His brows climbed a little higher.
“I asked them to make me a list of all her closest friends,” she continued, which wasn’t a lie. “I’m working my way down it, and you’re the next one on it.” Which was a lie, because Allie hadn’t ever given this kid the time of day. Her parents hadn’t known him, beyond knowing, as most boating families did, that the Connors owned a customs shop.
“Oh.” His brows came back down a fraction; he blew out a breath and raked a hand through his tangled hair. “Shit. Yeah. The cops have been coming around school asking everybody about it – about her. If we saw anything.”
Eden glanced toward Axelle, who’d produced a small, spiral notebook from her back pocket, and a pen.

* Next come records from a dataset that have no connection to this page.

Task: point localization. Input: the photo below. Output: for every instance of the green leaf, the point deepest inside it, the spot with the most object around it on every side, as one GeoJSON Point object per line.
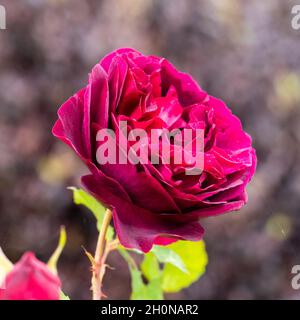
{"type": "Point", "coordinates": [150, 267]}
{"type": "Point", "coordinates": [52, 263]}
{"type": "Point", "coordinates": [80, 197]}
{"type": "Point", "coordinates": [167, 255]}
{"type": "Point", "coordinates": [142, 291]}
{"type": "Point", "coordinates": [63, 296]}
{"type": "Point", "coordinates": [194, 256]}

“Well,” Eden said, levering a false bit of cheer into her voice. “Not to be redundant, but I’m afraid I’m going to be asking the same sort of things. Only – well. Since I’m very much not a police officer, I don’t have to worry about warrants or the admissible sorts of questions.” She gestured vaguely. Oh, those silly admissible questions. “I can get right to the heart of it without worrying so much about channels and permissions.”
He swallowed. “Right.”
“I think Allie’s still alive, don’t you?”
“Yeah. Yeah, totally. I mean, there’s no body, right? Nobody found her, did they?” A bit too eager.

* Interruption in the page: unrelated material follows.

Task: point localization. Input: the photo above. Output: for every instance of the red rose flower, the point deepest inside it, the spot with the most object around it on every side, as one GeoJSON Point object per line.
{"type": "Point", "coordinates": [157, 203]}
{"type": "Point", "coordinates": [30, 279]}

Axelle made a face that Eden didn’t think was an act, pen poised over the paper.
“No,” she agreed, shaking her head, trying to keep his gaze fixed on her. Axelle was proving invaluable help, but she hadn’t quite mastered the whole acting aspect of this business yet. “They haven’t. And I don’t think they will. I think she’s alive, as I said before. But it’s important to find her soon, wherever she is.”